I want to take you on a trip into the future of life science marketing, not because I’m some kind of prophet (I didn’t come up with these ideas, nor did anyone in our industry) but because if the predictions of many marketing futurists come true, and if trends continue, the future will catch you by surprise and it won’t be a pleasant experience. It just could threaten your entire ability to be successful as a marketer.
Before we go into the future, to give us some perspective, let’s take a very quick look at where we are today and how we got here.
How we got here…
Once upon a time there was no internet and everything was print. (Last time I checked, CROs and manufacturers of lab equipment weren’t advertising on TV or the radio, so we can ignore those.) Then there was the internet, and marketers saw that it was good. They could easily reach large audiences at very low incremental costs. There was email marketing and banner advertising, and those were very successful tools for a long time. We could put ourselves directly in front of our target audiences, seemingly at will. Marketers got fat and happy, feeding off the plenty that the internet provided for them.

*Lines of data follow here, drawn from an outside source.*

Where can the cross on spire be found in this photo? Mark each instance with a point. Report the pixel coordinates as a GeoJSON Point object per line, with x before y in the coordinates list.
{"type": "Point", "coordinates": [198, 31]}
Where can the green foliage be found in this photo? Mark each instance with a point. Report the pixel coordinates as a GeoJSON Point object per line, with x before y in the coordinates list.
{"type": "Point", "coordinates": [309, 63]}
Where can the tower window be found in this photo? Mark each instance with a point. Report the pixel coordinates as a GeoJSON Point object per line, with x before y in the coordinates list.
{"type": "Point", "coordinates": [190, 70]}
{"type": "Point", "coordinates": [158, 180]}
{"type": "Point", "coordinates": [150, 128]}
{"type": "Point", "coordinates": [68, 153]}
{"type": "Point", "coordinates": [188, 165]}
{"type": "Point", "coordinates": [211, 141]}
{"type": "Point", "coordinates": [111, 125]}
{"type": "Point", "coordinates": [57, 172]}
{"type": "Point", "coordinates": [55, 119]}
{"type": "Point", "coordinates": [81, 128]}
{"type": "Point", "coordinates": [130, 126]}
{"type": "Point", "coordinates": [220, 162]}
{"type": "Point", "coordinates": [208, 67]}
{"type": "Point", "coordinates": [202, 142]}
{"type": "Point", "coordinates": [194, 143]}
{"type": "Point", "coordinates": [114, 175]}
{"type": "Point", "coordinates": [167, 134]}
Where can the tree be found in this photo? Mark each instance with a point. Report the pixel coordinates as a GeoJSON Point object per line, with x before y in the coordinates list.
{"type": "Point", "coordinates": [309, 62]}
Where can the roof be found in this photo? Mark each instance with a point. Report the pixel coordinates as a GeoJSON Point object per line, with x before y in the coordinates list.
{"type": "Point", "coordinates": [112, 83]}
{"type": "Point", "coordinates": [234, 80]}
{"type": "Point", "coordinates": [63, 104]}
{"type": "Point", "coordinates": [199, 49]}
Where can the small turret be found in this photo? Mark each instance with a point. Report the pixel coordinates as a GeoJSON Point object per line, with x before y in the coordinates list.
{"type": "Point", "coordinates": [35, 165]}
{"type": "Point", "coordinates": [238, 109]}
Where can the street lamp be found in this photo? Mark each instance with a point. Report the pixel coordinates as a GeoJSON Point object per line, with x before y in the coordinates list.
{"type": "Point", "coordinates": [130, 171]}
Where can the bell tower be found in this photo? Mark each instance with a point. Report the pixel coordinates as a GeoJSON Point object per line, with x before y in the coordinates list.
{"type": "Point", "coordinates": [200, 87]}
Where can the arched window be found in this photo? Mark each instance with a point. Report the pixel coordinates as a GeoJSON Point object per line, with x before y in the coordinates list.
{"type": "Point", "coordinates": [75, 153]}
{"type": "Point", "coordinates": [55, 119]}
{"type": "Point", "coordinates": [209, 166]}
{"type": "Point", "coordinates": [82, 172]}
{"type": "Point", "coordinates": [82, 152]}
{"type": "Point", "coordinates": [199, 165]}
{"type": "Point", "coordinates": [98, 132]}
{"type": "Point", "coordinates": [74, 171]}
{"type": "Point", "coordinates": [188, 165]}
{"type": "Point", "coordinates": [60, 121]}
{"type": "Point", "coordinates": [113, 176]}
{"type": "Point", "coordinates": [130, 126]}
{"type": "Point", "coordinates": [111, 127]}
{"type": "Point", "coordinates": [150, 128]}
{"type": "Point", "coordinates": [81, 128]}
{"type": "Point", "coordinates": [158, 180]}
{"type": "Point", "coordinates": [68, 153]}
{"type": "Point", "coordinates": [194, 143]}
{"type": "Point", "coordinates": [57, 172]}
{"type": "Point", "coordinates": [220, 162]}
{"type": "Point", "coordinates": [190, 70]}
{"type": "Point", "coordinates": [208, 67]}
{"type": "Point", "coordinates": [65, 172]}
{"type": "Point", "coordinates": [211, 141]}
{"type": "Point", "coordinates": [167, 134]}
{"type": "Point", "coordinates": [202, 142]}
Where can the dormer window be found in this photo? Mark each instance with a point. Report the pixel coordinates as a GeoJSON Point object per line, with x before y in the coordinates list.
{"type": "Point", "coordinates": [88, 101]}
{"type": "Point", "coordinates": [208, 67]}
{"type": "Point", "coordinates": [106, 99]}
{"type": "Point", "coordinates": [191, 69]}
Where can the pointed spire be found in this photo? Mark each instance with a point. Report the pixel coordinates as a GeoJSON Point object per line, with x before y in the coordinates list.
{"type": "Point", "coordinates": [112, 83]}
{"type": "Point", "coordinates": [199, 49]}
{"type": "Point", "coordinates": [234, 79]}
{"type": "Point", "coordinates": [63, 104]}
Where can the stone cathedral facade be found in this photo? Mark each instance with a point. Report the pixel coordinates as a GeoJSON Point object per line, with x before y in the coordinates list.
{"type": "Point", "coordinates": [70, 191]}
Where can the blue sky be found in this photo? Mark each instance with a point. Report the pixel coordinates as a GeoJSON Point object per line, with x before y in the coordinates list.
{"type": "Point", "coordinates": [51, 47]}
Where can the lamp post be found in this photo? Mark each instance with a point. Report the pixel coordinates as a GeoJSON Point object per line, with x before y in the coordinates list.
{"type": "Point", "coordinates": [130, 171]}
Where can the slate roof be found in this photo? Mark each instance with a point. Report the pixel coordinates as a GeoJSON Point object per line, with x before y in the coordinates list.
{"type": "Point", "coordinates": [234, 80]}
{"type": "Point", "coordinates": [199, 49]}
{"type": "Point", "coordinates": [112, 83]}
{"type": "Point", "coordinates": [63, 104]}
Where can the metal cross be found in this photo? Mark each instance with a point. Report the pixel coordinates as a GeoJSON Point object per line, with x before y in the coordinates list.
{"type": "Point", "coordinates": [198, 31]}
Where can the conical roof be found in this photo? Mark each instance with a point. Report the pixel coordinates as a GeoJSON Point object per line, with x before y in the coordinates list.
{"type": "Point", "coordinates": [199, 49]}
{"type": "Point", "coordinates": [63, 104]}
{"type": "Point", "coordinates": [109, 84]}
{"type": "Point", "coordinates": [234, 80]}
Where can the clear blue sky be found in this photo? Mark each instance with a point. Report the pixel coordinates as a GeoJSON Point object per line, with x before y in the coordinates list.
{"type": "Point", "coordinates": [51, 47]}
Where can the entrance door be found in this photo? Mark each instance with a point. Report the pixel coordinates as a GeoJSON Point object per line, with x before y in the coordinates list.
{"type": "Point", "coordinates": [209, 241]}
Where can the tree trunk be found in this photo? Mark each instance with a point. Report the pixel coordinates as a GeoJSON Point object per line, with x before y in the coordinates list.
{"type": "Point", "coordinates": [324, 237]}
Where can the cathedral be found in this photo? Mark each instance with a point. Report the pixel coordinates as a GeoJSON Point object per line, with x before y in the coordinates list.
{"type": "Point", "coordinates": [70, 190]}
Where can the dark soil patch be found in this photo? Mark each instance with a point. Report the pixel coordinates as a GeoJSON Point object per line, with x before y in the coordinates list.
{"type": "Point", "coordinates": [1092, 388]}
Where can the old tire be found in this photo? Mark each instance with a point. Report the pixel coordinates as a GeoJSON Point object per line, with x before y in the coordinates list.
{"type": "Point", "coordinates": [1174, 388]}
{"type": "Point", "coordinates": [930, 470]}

But customers got tired of interruptions. They responded with spam filters and ad blockers. They became numb to the constant barrage of ads and learned, consciously or not, to tune out the ads that marketers were throwing at them.
Marketers sought to save their valuable channels, and came up with new ways of increasing ROI. The rich media ad was born, as was the native ad. Clickthrough improved, and marketers breathed a collective sigh of relief.
Email was never the same. Marketers couldn’t keep up. Where unsolicited email was once extremely popular, now most marketers use double opt-in lists. List sizes shrunk precipitously.
…and where we’re going
We’re in the midst of the death of unsolicited email marketing and opt-in email marketing is by no means future-proof. Display advertising is threatened as well. What comes after native? Maybe there are more evolutions of display (and / or text) advertising to come, but we can’t just keep filling webpages with junk. The audience – especially our well-educated and knowledgeable audience of scientists, will find a way to take back and protect their valuable attention. So what happens when they do so to an extent that the traditional marketing-by-interruption approaches are no longer effective?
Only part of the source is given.